Wednesday, February 25, 2009

Just received proofs of my chapter ‘Letter Carriers in the Ancient Jewish Epistolary Material’ in a forthcoming book of great importance: Jewish and Christian Scripture as Artifact and Canon (eds. C.A. Evans & H.D. Zacharias; SSEJC 13; LNTS 70; London: T & T Clark / Continuum, 2009), 203-219.

Friday, January 30, 2009

The Letter-Carriers of 1 Clement

Just got news that my paper - '"Witnesses between you and us": The Role of the Letter-Carriers in 1 Clement' - has been accepted for the National Patristics Conference (9-11 Sept 09, in Cambridge).

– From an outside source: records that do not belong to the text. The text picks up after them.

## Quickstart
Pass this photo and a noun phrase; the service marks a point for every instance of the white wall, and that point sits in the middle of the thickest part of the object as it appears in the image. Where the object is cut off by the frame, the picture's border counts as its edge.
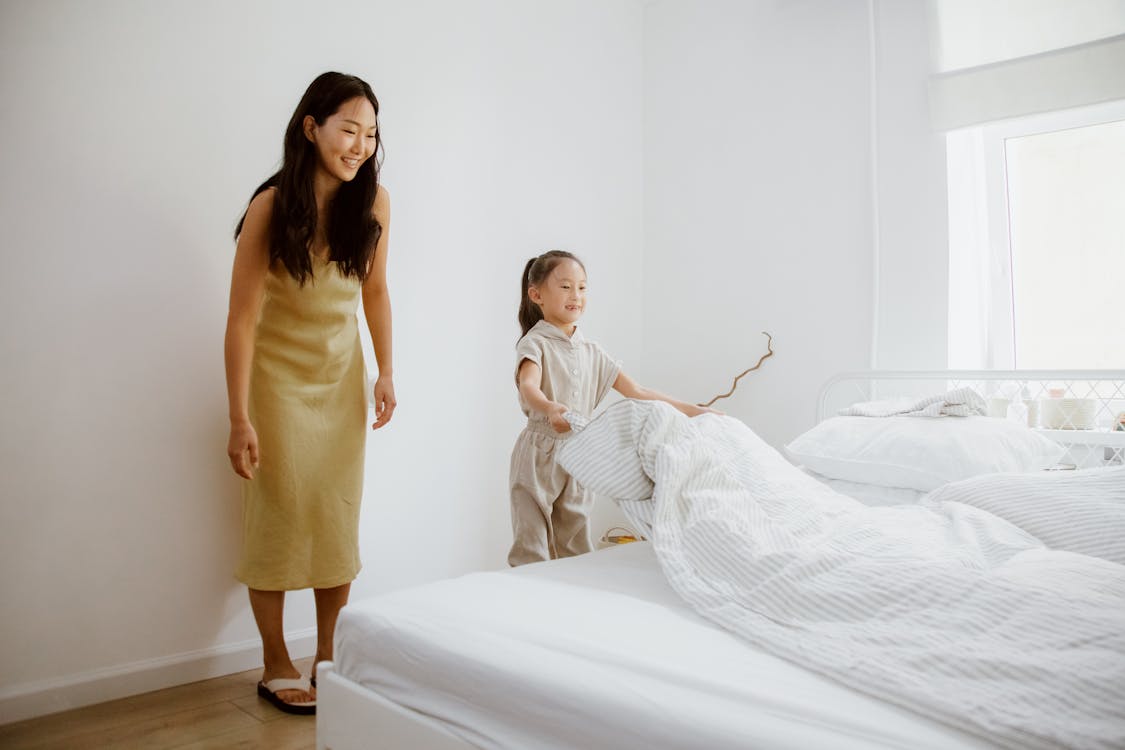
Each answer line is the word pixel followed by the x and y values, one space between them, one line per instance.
pixel 134 133
pixel 757 202
pixel 912 222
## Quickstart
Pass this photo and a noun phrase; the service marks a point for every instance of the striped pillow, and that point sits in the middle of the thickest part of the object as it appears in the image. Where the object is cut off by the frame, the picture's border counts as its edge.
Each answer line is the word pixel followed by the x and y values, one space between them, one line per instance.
pixel 603 454
pixel 1074 511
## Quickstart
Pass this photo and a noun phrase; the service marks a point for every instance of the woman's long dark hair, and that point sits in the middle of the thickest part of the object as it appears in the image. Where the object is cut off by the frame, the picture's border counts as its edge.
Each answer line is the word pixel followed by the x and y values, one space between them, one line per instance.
pixel 534 273
pixel 352 231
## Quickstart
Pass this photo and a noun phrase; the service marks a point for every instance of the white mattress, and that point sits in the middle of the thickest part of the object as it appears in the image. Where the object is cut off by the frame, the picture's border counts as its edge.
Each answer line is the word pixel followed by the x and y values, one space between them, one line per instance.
pixel 599 652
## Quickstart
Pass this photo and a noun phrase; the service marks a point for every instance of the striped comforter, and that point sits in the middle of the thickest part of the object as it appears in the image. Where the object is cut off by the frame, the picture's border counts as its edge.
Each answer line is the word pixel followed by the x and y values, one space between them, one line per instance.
pixel 944 608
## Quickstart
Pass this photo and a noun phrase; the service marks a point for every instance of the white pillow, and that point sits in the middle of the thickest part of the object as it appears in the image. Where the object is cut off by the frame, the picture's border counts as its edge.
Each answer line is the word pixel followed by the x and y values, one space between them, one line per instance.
pixel 920 453
pixel 1074 511
pixel 874 495
pixel 602 455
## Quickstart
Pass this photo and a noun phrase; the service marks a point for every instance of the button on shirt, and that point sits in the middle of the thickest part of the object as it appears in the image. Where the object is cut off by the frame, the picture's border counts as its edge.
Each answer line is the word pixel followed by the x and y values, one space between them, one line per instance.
pixel 575 371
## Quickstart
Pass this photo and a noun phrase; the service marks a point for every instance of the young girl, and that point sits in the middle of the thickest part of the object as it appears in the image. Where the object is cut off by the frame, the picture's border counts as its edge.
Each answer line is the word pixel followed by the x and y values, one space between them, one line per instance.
pixel 311 245
pixel 558 370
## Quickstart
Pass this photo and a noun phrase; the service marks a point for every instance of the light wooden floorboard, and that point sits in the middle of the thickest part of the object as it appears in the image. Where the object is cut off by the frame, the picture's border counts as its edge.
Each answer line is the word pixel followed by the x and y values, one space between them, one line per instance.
pixel 224 712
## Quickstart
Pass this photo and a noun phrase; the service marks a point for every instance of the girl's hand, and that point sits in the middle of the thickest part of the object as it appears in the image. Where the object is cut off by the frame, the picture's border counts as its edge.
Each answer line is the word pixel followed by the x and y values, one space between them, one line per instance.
pixel 694 410
pixel 555 415
pixel 384 400
pixel 242 449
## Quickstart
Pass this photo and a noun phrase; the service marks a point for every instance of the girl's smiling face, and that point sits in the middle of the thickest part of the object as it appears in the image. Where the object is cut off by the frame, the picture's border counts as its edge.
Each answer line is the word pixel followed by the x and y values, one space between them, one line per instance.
pixel 345 139
pixel 563 296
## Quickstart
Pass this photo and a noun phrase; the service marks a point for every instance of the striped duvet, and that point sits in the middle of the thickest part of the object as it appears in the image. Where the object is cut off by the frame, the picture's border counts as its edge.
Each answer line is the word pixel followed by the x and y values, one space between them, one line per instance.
pixel 944 608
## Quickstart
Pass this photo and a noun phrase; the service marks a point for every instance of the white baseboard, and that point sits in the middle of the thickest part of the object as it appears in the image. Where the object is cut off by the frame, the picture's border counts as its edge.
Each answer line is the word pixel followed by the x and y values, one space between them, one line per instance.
pixel 41 697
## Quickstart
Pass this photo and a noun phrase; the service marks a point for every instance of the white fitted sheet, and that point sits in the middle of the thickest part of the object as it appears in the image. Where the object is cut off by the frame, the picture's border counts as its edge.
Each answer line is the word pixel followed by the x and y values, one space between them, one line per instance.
pixel 597 651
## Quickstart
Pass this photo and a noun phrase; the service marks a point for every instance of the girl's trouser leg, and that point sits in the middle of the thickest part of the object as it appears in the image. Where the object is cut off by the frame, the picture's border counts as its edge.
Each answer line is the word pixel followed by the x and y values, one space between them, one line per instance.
pixel 570 521
pixel 531 529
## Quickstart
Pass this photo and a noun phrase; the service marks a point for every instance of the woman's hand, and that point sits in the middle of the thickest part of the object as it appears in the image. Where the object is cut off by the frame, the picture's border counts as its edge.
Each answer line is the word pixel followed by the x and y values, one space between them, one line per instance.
pixel 242 449
pixel 555 416
pixel 384 400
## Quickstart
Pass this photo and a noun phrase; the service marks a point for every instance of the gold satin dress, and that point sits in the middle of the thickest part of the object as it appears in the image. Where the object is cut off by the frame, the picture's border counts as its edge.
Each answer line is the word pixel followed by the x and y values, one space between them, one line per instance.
pixel 308 406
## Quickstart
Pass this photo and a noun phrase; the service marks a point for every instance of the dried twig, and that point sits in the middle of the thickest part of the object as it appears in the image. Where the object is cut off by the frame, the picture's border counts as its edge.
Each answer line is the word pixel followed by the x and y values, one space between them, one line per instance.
pixel 735 385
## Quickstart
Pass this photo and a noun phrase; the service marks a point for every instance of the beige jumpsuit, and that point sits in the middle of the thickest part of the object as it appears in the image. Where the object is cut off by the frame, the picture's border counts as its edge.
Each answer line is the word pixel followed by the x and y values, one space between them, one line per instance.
pixel 549 508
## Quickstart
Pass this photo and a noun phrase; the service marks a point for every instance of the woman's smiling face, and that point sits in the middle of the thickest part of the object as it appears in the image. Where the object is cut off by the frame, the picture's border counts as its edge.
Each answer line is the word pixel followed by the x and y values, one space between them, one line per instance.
pixel 345 139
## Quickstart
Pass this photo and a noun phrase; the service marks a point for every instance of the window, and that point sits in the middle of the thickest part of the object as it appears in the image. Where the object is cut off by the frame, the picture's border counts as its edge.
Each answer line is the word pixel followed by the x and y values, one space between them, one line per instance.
pixel 1037 242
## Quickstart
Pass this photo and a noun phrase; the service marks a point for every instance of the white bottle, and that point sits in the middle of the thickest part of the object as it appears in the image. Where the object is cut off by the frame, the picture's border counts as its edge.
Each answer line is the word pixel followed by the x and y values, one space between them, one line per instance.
pixel 1017 410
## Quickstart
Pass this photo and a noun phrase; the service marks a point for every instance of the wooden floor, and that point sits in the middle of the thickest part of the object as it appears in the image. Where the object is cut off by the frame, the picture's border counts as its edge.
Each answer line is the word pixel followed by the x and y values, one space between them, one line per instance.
pixel 224 712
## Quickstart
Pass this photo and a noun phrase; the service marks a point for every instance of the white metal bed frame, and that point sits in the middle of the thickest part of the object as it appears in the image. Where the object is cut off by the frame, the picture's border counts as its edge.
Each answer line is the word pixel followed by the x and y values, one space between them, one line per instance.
pixel 1104 445
pixel 351 716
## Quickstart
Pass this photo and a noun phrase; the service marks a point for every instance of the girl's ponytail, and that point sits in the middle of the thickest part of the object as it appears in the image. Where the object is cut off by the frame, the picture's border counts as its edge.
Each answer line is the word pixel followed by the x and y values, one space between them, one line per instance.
pixel 529 312
pixel 534 273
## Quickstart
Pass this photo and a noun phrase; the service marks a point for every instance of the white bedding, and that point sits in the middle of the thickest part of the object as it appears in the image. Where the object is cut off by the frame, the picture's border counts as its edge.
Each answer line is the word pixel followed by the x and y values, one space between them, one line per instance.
pixel 945 608
pixel 599 652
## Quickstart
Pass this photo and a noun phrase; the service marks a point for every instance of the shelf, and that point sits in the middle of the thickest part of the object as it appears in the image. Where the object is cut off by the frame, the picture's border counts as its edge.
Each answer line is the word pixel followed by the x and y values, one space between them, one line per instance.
pixel 1106 437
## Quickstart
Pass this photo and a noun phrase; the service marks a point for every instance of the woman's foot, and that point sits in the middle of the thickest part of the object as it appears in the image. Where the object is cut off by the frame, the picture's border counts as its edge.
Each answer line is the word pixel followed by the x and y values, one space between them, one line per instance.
pixel 288 695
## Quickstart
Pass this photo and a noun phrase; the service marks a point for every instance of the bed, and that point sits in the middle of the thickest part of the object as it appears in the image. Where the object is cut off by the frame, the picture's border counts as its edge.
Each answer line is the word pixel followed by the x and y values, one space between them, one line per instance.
pixel 612 650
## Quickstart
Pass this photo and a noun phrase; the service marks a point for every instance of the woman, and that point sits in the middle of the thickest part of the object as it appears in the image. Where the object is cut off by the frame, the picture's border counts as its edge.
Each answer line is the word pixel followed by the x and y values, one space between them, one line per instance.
pixel 311 244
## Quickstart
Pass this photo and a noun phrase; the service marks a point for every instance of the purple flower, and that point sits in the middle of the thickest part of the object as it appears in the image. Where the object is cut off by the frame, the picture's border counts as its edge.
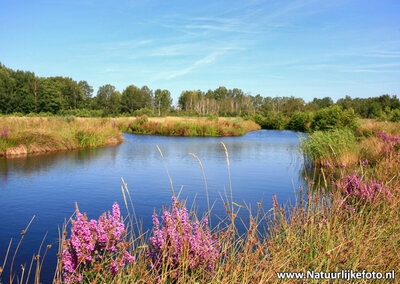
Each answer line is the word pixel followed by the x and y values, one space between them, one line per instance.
pixel 182 241
pixel 359 189
pixel 364 163
pixel 4 133
pixel 95 242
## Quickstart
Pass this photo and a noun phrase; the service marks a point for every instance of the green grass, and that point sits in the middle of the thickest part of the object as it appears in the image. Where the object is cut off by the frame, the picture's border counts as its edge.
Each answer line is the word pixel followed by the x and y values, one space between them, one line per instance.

For details about the conference check here.

The abstract:
This paper discusses the role which 1 Clement envisages for those sent with the letter ‘who will be witnesses between you and us’ (1 Clement 63.3). The couriers are presented as the personal agents by which the appeal for ‘peace and harmony’ will be speedily received in the Corinthian church. Careful attention is given to 63.1-4 and 65.1-2 within the context of the letter as a whole.

Friday, January 23, 2009

Published in JSNT
Just received an email saying that my article ‘Named Letter-Carriers among the Oxyrhynchus Papyri’ has been published in JSNT 31.3 (2009), 279-299; and is now available on-line (DOI: 10.1177/0142064X08101525). On-line at:
http://jnt.sagepub.com/cgi/content/abstract/31/3/279

The abstract: This paper analyses the role played by named letter-carriers among Greek personal letters in the Oxyrhynchus papyri as possible background for Pauline practice, and within the context of recent proposals concerning the role of the letter-carriers within Pauline practice. Around forty letters are discussed, with three examples analysed in more depth (P.Oxy. 113; P.Oxy. 3313; P.Oxy. 3505). It is seen that, when named and identified within the letter, the letter-carrier frequently supplements the written communication with some oral supplement. Against some recent proposals no evidence is found in support of the view that the letter-carrier ever read the letter itself to the recipient.